Urine storage was a significant focus of the survey. For the Task Force: 92.9% of respondents studied samples stored >3 months, 57.1% samples stored <3 months, and 50% studied fresh samples. The community studied less often fresh samples. Both groups predominantly stored samples as “cell-free urine”: 85.7% for task force and 65.6% for community. All task force respondents study samples frozen at -80 °C with 10.7% of respondents also studying samples stored at 4 °C. By contrast, 93.8% -of community respondents stored samples at 80 °C, 9.4% at -20 °C and 6.3% at 4 °C.
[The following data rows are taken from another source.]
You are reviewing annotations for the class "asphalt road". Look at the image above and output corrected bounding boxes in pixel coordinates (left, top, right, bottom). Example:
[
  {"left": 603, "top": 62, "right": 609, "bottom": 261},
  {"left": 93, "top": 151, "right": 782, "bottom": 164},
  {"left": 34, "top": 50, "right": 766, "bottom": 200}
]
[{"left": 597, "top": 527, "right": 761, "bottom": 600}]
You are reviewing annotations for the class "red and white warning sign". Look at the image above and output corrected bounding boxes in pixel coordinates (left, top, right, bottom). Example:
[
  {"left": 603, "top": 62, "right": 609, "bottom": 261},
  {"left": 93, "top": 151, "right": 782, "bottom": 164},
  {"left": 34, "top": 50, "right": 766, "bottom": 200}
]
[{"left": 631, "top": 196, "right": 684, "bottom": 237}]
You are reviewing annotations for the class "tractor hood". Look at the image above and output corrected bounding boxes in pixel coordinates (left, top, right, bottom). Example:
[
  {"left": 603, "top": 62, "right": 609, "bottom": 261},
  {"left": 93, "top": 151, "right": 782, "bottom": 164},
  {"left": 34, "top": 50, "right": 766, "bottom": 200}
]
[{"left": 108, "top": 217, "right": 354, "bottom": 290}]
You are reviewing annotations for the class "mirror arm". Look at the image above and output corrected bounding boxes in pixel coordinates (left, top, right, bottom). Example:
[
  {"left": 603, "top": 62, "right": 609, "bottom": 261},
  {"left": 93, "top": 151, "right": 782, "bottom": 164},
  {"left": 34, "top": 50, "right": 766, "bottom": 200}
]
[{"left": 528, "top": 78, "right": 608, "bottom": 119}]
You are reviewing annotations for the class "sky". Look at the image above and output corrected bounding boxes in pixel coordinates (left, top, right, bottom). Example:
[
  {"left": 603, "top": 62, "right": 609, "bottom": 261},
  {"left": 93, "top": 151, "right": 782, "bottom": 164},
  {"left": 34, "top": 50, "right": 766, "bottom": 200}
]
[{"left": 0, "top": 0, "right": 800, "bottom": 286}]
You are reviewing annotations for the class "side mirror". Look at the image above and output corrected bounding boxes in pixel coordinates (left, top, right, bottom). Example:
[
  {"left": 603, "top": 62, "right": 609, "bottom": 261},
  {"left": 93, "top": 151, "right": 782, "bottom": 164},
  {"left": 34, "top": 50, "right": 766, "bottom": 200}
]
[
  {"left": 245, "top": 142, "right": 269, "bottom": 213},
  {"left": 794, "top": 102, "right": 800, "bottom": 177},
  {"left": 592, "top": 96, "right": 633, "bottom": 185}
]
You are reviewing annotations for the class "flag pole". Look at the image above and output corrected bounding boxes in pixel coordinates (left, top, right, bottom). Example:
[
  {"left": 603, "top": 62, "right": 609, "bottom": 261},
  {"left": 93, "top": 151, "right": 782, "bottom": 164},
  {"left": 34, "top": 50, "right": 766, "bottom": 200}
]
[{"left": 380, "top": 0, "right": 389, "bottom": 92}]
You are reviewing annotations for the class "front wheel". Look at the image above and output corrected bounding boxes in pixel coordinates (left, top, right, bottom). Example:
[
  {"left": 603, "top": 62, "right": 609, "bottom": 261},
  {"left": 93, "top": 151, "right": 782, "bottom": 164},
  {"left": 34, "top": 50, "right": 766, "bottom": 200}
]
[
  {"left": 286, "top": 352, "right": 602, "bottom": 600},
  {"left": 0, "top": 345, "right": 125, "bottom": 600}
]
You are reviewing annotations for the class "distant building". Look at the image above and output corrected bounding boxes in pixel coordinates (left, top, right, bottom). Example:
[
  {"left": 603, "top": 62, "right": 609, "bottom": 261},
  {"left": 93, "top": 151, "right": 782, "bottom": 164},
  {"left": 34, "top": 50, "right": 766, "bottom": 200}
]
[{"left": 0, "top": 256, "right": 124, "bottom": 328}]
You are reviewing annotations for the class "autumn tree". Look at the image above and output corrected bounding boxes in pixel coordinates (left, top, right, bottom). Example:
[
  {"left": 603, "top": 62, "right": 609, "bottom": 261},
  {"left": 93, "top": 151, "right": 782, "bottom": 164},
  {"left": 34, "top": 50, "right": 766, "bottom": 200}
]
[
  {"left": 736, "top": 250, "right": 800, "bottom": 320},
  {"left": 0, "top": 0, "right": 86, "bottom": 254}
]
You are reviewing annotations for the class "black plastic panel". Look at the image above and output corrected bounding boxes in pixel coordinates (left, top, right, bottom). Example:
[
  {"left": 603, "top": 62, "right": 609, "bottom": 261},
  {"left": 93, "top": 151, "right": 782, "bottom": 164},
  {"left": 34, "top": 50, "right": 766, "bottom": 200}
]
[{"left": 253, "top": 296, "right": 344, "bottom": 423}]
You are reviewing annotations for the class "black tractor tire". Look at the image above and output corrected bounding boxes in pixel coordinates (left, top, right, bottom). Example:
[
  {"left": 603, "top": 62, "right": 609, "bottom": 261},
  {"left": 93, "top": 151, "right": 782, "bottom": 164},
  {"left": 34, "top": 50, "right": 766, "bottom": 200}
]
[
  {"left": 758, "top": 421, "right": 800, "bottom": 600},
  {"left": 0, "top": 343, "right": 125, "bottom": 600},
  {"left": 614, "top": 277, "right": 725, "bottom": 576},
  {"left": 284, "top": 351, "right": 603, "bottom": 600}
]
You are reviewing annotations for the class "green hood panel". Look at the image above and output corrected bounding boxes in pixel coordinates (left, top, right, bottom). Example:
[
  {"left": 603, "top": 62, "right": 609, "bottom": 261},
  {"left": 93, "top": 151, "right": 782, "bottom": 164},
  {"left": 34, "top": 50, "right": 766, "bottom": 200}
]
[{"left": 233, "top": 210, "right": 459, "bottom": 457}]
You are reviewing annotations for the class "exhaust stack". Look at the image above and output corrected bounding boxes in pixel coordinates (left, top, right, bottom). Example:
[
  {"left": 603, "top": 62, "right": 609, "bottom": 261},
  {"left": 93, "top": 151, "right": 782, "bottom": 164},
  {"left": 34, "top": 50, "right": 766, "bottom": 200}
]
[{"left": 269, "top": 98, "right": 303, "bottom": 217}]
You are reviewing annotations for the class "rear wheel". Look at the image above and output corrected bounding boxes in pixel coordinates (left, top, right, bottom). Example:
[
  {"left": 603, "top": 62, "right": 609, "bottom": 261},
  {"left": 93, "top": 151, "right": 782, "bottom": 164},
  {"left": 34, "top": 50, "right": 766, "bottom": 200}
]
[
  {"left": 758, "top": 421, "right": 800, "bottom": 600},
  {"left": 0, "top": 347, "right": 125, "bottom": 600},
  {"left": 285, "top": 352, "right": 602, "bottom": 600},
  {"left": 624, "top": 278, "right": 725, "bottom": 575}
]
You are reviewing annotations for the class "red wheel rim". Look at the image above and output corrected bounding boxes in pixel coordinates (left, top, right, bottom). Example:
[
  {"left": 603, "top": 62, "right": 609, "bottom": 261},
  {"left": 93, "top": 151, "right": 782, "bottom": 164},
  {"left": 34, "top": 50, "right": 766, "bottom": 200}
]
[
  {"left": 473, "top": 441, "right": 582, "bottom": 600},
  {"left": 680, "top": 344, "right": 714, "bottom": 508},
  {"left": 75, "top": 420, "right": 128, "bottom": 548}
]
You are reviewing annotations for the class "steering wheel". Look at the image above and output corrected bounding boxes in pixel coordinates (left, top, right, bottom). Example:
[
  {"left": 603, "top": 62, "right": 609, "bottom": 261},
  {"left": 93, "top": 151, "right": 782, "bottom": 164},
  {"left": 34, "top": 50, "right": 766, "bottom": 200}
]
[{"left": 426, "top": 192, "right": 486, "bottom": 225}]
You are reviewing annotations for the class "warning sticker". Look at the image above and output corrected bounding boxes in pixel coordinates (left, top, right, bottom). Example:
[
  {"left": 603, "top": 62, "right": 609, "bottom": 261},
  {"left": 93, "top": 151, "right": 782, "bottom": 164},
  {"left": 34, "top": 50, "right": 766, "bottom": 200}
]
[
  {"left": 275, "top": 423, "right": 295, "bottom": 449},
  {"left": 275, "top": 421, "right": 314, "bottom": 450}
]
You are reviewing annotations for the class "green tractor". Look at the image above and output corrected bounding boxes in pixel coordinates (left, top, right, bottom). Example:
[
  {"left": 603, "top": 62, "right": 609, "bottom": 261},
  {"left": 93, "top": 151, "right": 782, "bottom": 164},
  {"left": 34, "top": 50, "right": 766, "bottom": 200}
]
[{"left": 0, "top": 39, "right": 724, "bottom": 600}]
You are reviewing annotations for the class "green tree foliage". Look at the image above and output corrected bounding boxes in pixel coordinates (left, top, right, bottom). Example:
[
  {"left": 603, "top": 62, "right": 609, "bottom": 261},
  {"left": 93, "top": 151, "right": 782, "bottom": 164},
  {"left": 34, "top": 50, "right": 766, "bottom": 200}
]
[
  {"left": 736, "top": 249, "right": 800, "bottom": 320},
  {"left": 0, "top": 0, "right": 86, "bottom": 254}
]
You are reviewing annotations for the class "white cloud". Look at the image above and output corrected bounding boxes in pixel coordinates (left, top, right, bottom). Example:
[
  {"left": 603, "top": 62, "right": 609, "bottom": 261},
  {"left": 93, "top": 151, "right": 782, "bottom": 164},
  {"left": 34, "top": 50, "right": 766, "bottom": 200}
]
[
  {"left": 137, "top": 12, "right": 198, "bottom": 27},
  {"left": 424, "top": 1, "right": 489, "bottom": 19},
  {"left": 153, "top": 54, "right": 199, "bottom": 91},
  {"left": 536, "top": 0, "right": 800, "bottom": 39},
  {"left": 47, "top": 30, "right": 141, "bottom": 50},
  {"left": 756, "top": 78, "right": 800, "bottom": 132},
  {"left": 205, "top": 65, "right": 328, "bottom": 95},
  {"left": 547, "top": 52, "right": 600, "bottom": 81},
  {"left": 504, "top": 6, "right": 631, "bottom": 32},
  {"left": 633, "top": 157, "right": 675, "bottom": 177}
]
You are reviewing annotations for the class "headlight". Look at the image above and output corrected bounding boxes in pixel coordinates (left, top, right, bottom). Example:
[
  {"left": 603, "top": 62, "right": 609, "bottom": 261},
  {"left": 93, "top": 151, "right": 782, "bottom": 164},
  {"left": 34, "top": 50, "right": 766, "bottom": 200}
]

The task force ranked the following isolation methods in order of priority 1) centrifugation, 2) size exclusion chromatography, and 3) filtration. For the community survey this was similar. Both surveys prioritized the same downstream applications: 1) protein analysis, 2) RNA analysis, 3) functional assays. The urine task force identified “understanding of approaches to normalization” while the community identified “Impact of renal disease and comorbidities on EV analysis” as key knowledge gaps.

Conclusion

In summary, the present survey identified key similarities and differences between current practices for the Urine Task Force and the urinary EV research community. Such information will be used to help guide future efforts to address key knowledge gaps.